The terms of the agreement are expected to be made public at an 11 a.m. EDT (1500 GMT) press conference in Newark, according to the Justice Department.
In 2014, after a three-year review, federal investigators found police engaged in a pattern of unconstitutional practices in Newark, the largest city in New Jersey and just 8 miles (12 km) from New York City, and recommended an independent monitor oversee changes.
At the time, the city agreed to accept the findings of the Justice Department probe and proposed reforms.
"We cannot arrest our way out of the problems we have in Newark," Newark Mayor Ras Baraka said in 2014 of his city, a former manufacturing center that has struggled to overcome its image of urban blight and high crime.
The probe found that 85 percent of pedestrian stops involved blacks, who are roughly 54 percent of Newark's population. It also said officers stole citizens' property, failed to offer a legal justification for three-quarters of pedestrian stops and used excessive force far too often.
The Newark agreement comes amid national tensions over police encounters with minorities, which have sparked frequent protests often led by the Black Lives Matter movement.

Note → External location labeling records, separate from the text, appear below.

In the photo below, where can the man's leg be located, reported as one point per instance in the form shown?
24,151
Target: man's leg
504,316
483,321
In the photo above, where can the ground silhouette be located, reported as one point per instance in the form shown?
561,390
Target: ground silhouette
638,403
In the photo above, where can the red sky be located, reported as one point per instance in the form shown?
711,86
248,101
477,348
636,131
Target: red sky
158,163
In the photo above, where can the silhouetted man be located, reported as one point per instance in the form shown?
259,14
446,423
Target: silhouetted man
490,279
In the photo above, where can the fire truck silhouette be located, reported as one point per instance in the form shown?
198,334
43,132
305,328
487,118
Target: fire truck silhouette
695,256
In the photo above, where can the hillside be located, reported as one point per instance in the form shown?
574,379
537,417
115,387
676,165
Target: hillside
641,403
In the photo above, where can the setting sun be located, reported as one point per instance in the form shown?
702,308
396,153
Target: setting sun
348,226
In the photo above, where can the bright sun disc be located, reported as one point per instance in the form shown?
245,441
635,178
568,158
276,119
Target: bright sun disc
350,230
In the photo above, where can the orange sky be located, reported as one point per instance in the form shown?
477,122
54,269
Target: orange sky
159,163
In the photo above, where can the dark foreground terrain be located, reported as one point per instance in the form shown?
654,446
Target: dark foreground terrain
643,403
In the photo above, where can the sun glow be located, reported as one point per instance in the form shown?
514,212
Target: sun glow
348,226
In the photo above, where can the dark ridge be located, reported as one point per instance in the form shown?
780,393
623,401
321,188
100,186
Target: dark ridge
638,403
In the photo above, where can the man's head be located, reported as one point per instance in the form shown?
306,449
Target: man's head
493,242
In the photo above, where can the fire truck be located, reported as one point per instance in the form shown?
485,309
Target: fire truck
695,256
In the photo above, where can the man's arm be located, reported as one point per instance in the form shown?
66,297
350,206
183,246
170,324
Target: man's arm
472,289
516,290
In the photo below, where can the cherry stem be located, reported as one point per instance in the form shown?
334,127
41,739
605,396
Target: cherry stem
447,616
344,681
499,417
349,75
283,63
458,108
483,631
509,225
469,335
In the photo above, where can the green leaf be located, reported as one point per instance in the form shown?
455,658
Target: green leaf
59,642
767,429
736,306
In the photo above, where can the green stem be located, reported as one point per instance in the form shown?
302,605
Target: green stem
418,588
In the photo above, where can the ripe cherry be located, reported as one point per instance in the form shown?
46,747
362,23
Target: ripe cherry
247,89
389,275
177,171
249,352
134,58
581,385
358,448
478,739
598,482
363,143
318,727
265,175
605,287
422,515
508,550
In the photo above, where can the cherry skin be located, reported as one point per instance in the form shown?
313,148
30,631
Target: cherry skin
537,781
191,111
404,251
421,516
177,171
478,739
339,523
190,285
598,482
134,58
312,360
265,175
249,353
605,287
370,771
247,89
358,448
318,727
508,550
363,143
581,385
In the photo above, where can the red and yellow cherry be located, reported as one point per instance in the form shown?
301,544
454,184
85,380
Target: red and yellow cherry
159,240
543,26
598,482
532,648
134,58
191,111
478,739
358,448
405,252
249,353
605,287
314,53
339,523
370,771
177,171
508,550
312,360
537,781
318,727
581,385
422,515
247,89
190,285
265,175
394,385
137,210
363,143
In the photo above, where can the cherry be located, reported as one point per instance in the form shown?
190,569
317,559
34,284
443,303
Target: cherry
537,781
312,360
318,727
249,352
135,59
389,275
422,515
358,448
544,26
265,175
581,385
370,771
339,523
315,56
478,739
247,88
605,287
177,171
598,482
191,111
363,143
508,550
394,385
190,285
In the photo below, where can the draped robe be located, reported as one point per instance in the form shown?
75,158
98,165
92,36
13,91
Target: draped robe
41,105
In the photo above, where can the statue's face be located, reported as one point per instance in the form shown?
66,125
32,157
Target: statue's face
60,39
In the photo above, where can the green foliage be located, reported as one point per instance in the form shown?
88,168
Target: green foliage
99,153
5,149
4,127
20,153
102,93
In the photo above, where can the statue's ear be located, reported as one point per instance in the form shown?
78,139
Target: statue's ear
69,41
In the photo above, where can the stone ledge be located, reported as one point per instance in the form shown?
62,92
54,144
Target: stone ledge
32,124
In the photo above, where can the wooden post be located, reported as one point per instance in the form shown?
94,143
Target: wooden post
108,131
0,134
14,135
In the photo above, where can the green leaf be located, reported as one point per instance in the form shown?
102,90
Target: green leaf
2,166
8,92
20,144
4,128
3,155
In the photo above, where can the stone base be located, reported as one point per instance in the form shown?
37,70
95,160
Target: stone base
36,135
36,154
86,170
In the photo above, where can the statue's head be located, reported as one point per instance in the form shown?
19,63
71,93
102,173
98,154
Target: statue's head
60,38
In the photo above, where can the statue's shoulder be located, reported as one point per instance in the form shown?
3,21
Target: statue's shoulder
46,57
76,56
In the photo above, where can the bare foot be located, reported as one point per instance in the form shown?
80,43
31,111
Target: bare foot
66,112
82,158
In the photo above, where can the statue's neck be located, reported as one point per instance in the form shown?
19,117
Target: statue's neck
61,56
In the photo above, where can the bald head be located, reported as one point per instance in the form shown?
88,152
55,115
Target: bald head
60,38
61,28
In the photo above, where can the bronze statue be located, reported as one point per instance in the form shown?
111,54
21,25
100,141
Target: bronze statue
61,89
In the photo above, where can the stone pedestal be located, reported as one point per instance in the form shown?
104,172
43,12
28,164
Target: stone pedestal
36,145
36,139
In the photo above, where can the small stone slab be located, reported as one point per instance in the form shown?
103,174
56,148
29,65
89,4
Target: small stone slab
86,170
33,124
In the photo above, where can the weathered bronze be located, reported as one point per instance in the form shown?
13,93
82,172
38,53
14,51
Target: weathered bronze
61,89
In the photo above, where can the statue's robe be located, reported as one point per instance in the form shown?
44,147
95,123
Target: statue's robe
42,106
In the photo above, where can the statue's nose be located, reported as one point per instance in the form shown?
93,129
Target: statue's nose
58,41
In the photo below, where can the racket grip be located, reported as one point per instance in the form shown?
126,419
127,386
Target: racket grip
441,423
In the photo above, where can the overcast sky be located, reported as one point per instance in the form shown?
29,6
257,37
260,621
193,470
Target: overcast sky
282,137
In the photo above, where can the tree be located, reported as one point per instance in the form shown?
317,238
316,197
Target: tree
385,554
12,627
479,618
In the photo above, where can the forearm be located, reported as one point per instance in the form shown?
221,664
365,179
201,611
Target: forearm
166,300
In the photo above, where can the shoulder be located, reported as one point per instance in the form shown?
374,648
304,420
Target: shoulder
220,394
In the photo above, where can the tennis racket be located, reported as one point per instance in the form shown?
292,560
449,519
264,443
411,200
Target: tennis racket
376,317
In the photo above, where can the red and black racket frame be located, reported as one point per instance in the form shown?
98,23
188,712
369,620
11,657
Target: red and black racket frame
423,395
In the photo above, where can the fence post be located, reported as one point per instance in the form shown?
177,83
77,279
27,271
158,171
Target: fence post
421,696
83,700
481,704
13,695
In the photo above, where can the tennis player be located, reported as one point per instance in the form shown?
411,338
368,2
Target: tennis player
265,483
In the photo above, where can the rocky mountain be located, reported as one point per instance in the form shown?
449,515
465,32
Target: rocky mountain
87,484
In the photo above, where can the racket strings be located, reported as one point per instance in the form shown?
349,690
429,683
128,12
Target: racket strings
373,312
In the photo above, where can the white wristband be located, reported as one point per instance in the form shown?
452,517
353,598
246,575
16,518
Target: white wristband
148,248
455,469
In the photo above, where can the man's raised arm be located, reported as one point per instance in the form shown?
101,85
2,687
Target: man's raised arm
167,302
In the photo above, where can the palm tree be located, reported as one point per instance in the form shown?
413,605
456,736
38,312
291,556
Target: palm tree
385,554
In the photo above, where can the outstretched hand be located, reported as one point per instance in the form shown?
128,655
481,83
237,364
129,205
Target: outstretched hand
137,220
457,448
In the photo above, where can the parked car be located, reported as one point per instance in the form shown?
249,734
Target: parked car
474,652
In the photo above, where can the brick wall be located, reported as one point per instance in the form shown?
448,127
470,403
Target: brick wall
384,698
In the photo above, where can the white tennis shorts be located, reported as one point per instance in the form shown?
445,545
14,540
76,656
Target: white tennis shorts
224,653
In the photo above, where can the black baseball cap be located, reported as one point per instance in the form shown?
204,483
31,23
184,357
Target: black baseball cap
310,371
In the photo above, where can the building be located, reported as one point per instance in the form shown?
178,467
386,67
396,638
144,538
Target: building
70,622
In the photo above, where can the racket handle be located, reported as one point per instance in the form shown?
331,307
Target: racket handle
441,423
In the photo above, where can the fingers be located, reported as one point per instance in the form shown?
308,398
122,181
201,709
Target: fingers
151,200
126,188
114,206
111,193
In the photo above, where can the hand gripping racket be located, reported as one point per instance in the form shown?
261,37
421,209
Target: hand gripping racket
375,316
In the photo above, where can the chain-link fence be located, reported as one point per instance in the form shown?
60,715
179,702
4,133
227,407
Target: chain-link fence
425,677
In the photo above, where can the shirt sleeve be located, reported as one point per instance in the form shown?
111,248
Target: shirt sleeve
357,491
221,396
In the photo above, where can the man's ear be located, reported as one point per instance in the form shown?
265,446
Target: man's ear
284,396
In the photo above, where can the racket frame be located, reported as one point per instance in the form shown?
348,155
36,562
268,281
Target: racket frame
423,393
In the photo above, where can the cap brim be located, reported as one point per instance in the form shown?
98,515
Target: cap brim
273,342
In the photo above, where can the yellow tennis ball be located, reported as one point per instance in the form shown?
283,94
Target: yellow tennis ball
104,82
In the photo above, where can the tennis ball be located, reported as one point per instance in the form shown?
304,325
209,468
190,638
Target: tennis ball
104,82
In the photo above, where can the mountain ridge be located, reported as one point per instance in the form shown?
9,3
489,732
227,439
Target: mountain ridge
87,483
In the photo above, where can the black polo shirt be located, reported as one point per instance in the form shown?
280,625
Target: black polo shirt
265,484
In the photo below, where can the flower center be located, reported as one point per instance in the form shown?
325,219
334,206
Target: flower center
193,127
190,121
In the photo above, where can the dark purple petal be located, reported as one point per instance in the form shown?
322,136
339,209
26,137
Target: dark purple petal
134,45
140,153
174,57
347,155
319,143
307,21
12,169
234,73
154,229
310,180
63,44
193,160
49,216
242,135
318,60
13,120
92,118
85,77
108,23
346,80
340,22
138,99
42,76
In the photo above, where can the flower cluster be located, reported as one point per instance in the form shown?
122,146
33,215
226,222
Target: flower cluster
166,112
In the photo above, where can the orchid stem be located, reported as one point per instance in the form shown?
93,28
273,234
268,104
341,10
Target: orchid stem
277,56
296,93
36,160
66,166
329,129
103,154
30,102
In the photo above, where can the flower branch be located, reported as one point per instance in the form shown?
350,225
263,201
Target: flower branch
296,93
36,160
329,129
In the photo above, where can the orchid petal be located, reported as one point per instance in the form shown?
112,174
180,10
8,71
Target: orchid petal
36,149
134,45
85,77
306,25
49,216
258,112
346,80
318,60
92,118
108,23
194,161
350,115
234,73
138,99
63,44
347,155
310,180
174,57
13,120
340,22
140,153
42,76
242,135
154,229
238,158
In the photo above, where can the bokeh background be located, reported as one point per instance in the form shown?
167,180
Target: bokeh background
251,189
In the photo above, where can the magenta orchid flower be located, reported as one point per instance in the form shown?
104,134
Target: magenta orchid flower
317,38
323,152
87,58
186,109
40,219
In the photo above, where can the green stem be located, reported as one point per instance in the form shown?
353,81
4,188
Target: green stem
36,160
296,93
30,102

The Justice Department has reached similar settlements with other cities in recent years, including Ferguson, Missouri, which initially rejected a deal to reform its police practices before capitulating in the face of a federal lawsuit. The department is also probing the Chicago Police Department in the wake of several high-profile police shootings of minorities.
Wednesday's settlement also comes two years after a federal judge ruled New York's stop-and-frisk policing amounted to illegal racial profiling and ordered a federal monitor to oversee changes.
Newark's city council voted earlier this month to create a permanent civilian complaint board to oversee the police department.
Rebuilding trust between police and residents may take time, however. Marc King, 68, a black resident, said nothing short of a top-to-bottom "overhaul" of the department would fix its problems.
"A complaint review board will fall on deaf ears," said King, as he sat on a bench in downtown Newark on Wednesday.